Today, Ron manages the PACT Consultant Group. They do consulting and presentations on police training, as well as pro-bono presentations, to civic groups and churches. Ron supports and promotes Hero911 and Guard911 benefits to everyone when discussing Rapid Mass Murder© incidents and sharing the results of his Stopwatch of Death© database. Check out our interview with Ron below.
Guard911: What is Tactical Time?
Ron: The reality is, there’s nobody standing around with a stopwatch. When an active killer strikes, whether it’s at a school or any public place where armed-and-trained good guys are forbidden, the amount of time it takes from the initial chaos to making the call to the police has been identified by Ed Sanow as 5-7 minutes. Along with the known average of 6 minutes killing time plus an unknown police response time, that’s tactical time.
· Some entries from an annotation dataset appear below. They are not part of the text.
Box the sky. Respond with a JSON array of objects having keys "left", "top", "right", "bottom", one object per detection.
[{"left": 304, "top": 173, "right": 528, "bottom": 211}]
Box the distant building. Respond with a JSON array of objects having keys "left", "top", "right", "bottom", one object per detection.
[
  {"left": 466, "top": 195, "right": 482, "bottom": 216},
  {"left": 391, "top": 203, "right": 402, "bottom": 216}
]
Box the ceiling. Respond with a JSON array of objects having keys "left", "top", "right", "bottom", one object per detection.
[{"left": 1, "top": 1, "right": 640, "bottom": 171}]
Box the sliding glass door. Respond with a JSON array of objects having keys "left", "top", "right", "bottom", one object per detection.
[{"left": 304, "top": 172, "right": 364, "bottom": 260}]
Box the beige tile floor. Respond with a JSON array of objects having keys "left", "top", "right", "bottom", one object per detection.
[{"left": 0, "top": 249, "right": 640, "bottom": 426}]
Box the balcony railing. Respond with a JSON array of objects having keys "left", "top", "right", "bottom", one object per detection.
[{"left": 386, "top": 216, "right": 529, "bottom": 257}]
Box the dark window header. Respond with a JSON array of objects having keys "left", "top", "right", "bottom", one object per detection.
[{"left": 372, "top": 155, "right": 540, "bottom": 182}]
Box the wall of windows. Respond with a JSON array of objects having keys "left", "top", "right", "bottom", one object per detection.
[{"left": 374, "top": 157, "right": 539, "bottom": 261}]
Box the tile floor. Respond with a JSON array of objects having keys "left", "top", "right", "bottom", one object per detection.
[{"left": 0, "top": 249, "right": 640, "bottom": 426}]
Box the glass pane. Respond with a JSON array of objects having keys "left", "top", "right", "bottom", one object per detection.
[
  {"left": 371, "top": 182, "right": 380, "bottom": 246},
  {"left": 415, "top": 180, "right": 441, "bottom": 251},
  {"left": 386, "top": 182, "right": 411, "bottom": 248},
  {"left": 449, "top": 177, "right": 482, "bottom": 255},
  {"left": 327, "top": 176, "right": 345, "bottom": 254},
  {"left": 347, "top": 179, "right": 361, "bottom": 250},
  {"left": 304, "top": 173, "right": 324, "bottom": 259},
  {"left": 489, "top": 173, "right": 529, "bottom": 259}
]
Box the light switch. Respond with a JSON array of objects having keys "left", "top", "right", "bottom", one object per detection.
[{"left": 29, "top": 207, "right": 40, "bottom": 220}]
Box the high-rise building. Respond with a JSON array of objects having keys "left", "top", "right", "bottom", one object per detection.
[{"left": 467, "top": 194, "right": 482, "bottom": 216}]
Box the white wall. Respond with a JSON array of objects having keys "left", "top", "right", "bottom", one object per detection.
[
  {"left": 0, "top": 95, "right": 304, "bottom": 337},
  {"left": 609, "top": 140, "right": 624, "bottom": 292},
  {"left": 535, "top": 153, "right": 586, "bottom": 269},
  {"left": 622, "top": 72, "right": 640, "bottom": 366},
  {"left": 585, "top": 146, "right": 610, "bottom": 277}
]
SchoolGuard speeds up this critical notification time to police with a touch of a button in the app and notifies 9-1-1 and surrounding first responders instantaneously via the Hero911 app.
Guard911: Why do you think Guard911/Hero911 as a piece of technology is so important?
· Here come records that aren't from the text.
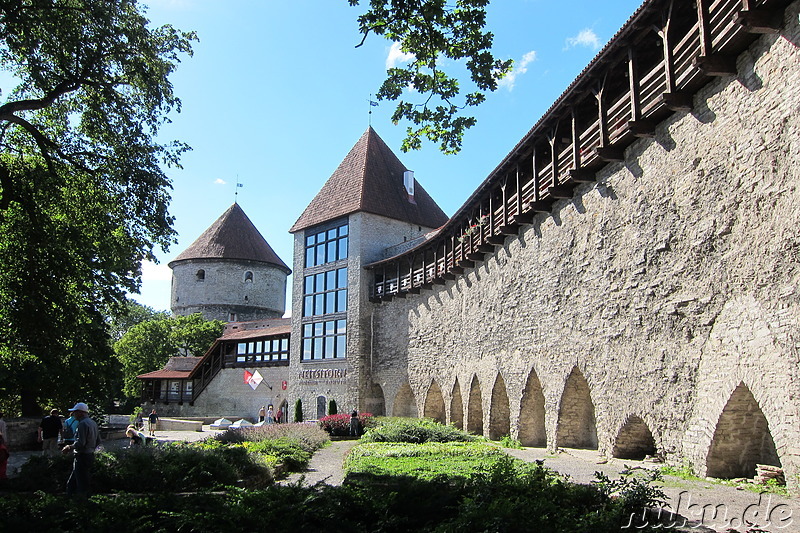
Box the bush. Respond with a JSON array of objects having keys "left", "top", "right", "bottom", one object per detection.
[
  {"left": 318, "top": 413, "right": 375, "bottom": 437},
  {"left": 361, "top": 418, "right": 478, "bottom": 444}
]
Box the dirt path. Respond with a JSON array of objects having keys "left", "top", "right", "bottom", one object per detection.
[{"left": 279, "top": 440, "right": 358, "bottom": 486}]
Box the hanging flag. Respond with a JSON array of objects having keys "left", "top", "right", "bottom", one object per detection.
[{"left": 249, "top": 370, "right": 264, "bottom": 390}]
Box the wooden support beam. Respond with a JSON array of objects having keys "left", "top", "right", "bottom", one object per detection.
[
  {"left": 511, "top": 213, "right": 536, "bottom": 226},
  {"left": 594, "top": 146, "right": 625, "bottom": 162},
  {"left": 734, "top": 9, "right": 783, "bottom": 33},
  {"left": 628, "top": 119, "right": 656, "bottom": 138},
  {"left": 530, "top": 198, "right": 555, "bottom": 213},
  {"left": 692, "top": 54, "right": 737, "bottom": 76},
  {"left": 660, "top": 91, "right": 694, "bottom": 111},
  {"left": 569, "top": 168, "right": 597, "bottom": 183}
]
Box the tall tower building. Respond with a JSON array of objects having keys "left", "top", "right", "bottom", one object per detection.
[
  {"left": 289, "top": 127, "right": 448, "bottom": 418},
  {"left": 169, "top": 203, "right": 291, "bottom": 322}
]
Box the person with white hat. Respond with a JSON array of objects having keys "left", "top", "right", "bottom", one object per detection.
[{"left": 62, "top": 402, "right": 100, "bottom": 497}]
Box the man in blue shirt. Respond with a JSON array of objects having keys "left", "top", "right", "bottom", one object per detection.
[{"left": 63, "top": 402, "right": 100, "bottom": 498}]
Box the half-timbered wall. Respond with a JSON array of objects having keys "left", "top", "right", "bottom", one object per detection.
[{"left": 371, "top": 0, "right": 800, "bottom": 487}]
Ron: SchoolGuard has value simply by reducing the time it takes for first responders to arrive. Today, that’s the only control we have in these situations because the remainder of the control is in the hands of the active killer. I think what makes Guard911 and all the affiliated apps work is the synchronicity with Hero911 app – which all law enforcement officers should have on their phones because it’s free. Simultaneously notifying police dispatchers, and on-and-off-duty officers within that area to respond to the scene – officers are then already responding before dispatch can give out the call, saving both time and lives.
Guard911: Why do you think the average citizen has a tough time with the words “active shooter” and “active killer”?
Ron: That’s a great question. If we use plain English definitions, an active shooter is one who shoots frequently. These are military persons, S.W.A.T. police, recreational citizens, and competitive shooters. They are all honorable people and it’s certainly wrong for them to get tagged as an active shooter the way the media often defines those terms. Again, going back to plain English, there’s no criminality attached to “active shooter.” Now, “active killer,” is tied directly to criminality because it’s used to describe people who go into a school, office, etc. and mass murder by any means, not just guns. There is a stigma around the word “killer” in the media’s light, but the reality is, that’s what they are.
Guard911: Any additional thoughts?
Ron: I’m so glad technology like Guard911 and Hero911 exists to shorten the response times and save more lives. If this type of work wasn’t being done, then the public wouldn’t continue to get the message and become more educated on the subject.